Rosenthaler makes these abstract works while his warden—Simone (Léa Seydoux), who is also his lover—poses in the nude for him. (The artist is in prison for beheading two men, one by accident, the other in self defense.) Cadazio buys this painting for much more than Rosenthaler is asking for it—a page out of Duveen’s playbook—and the dealer brings it to his uncles with a plan.
Cadazio proposes that the family stop selling Old Masters and start pushing contemporary art. To convince his uncles of Rosenthaler’s talent, he shows them a picture of a sparrow that he drew in 45 seconds. Cadazio labels it “perfect.” Rosenthaler could make representative art, but he thinks the abstract work is better. “And I sort of agree with him,” Cadazio says. After touring the painting around, Cadazio drums up a fervor for more of Rosenthaler’s work. After three years of waiting, Cadazio arranges a viewing of Rosenthaler’s new masterpieces for his clients. They go on view not in a gallery but inside the prison where Rosenthaler is an inmate. In typical Anderson fashion, slapstick comedy ensues.
At the heart of characters like Duveen or Cadazio is an age-old question: do dealers love art as much as they say, or are they really just enamored of the money they make? With Duveen, one could never be sure. In his New Yorker profile, Behrman wrote of Duveen, “Each picture he had to sell, each tapestry, each piece of sculpture was the greatest since the last one and until the next one.”
With Cadazio, the answer to that question is more clear-cut. When Cadazio enters the prison, he immediately judges Rosenthaler’s new works to be a successes. But there’s a small problem: Rosenthaler has painted the works directly onto the prison wall. Cadazio takes back his compliments and insults the artist, because after all, how can anyone sell a prison wall? What a failure!

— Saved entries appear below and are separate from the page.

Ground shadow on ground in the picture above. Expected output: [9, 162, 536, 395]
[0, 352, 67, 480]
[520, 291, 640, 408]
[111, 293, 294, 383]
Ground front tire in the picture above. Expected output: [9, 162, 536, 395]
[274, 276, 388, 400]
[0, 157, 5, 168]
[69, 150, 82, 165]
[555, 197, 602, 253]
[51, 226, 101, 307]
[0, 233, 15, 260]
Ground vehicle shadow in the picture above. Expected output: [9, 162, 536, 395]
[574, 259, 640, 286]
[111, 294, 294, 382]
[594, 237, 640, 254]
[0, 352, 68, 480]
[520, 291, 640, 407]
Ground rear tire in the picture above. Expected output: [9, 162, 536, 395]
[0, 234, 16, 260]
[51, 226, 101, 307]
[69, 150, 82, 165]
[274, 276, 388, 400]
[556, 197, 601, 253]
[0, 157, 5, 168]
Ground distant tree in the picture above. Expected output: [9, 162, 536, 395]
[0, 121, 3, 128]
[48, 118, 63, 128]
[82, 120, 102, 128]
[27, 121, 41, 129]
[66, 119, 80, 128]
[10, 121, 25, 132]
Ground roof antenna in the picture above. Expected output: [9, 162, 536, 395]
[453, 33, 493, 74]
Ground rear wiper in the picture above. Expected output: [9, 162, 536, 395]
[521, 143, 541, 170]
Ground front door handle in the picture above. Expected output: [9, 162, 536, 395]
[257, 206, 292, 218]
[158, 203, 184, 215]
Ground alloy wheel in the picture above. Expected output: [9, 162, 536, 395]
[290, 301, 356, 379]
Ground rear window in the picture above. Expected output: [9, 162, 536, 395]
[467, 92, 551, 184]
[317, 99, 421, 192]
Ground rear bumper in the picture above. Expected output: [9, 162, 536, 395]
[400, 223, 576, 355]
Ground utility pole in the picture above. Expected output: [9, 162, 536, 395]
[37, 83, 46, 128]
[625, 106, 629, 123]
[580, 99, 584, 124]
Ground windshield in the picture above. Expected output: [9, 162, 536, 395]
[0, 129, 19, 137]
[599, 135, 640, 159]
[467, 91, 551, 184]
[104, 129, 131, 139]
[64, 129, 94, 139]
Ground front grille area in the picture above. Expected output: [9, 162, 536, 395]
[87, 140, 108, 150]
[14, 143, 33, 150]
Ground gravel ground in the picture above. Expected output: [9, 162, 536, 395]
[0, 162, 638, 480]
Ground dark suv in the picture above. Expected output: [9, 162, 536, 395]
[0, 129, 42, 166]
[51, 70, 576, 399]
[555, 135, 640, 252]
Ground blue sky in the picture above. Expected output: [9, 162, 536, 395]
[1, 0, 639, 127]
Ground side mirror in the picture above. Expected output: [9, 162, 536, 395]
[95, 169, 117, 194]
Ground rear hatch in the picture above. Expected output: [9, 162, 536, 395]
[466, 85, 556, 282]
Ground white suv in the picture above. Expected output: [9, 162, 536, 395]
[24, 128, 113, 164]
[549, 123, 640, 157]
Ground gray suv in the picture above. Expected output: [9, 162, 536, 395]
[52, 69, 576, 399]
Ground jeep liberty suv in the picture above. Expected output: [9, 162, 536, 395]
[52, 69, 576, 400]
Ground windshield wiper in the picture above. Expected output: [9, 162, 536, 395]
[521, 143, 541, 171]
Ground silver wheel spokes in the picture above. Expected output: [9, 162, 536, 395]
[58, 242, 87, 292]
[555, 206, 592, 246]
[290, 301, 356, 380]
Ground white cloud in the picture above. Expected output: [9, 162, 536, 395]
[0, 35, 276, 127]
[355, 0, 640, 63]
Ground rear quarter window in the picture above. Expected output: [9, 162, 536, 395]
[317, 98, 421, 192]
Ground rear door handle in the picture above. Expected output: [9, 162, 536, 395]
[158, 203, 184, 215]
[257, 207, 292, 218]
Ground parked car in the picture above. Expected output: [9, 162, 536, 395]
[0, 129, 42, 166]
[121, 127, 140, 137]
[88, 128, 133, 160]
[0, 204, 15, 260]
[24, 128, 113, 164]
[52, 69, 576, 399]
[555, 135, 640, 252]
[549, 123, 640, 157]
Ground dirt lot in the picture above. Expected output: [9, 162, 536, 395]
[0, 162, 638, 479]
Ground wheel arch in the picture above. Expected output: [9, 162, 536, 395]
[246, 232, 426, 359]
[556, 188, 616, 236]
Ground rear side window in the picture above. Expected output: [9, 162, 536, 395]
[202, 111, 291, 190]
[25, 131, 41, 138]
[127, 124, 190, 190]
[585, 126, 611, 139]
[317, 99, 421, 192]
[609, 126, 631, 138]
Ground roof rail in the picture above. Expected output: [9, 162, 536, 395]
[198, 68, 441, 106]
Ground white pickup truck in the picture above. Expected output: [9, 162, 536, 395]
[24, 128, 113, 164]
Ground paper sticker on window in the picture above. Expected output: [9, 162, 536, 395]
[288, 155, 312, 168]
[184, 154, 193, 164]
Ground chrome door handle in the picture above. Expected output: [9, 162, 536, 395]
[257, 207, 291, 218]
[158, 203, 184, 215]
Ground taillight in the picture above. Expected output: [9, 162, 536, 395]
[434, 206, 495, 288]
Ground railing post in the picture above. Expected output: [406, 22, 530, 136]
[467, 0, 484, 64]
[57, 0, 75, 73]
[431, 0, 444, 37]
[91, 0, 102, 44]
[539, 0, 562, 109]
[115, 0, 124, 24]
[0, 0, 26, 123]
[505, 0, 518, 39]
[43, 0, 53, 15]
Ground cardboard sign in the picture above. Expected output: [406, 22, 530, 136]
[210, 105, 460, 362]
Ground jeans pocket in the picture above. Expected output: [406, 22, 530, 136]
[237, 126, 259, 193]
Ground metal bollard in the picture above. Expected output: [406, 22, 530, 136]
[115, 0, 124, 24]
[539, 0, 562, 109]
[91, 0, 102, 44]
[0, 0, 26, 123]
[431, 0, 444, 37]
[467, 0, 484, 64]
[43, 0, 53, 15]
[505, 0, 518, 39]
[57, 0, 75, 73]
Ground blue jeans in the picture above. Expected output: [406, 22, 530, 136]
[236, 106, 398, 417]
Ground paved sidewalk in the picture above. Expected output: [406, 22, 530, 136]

But Anderson offers his dealer a kind of redemption: Cadazio learns to love the work he cannot sell. There’s fairy-tale reward for his change of heart, as a famous American collector, Upshur “Maw” Clampette (Lois Smith), agrees to pay to have the work airlifted from the prison and placed in her collection in Kansas. It’s unlikely that even someone of Duveen’s stature could have gotten the likes J. P. Morgan to go to such a length for an amazing work of art.